As the creative director of Thought Den – a service agency that's focused on fun educational games – Templeton pitches game designs to charitable organisations and museums, and it's a process that's produced some interesting concepts.

When Thought Den was pitching to the TATE, for instance, it produced a concept called TamigARTchi, which tasked players with looking after Tracey Emin in her studio, looking after the outspoken English artist and feeding her doses of gin.

Not just about Apple

Templeton reckons Emin would have been on-board with the idea, but in the end, Thought Den developed Magic Tate Ball instead – an app that recognises a user's location and displays the most appropriate piece of art based on the lighting, weather, time and place.

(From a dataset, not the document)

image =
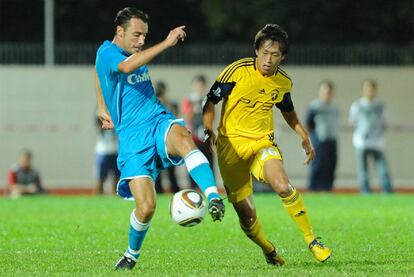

Thought Den's other projects include Survival – a wildlife quiz created for Bristol-based charity Wildscreen.

The charity was keen to launch the game on Android as well as iOS, and the project taught Templeton that "it's not just about Apple anymore."

Survival garnered a total of 35,000 downloads across both Android and iOS.

The other main lesson Thought Den took away from Survival is that "HTML5 and JavaScript works a treat, if you don't mind outputting 14 versions of each graphic."

Featured all over

Templeton also explained the value of a featured spot from Apple.

One of the studio's apps was picking up 50 downloads a day around launch. After being featured on the homepage, downloads soared to 4,000 per day.

And it's not just Apple that can feature your game. Thought Den has seen significant download spikes after being featured in national newspapers. Even a tweet from UK performer Derren Brown produced a noticeable download spike.

"Marketing is essential," Templeton said. "Annoying and essential."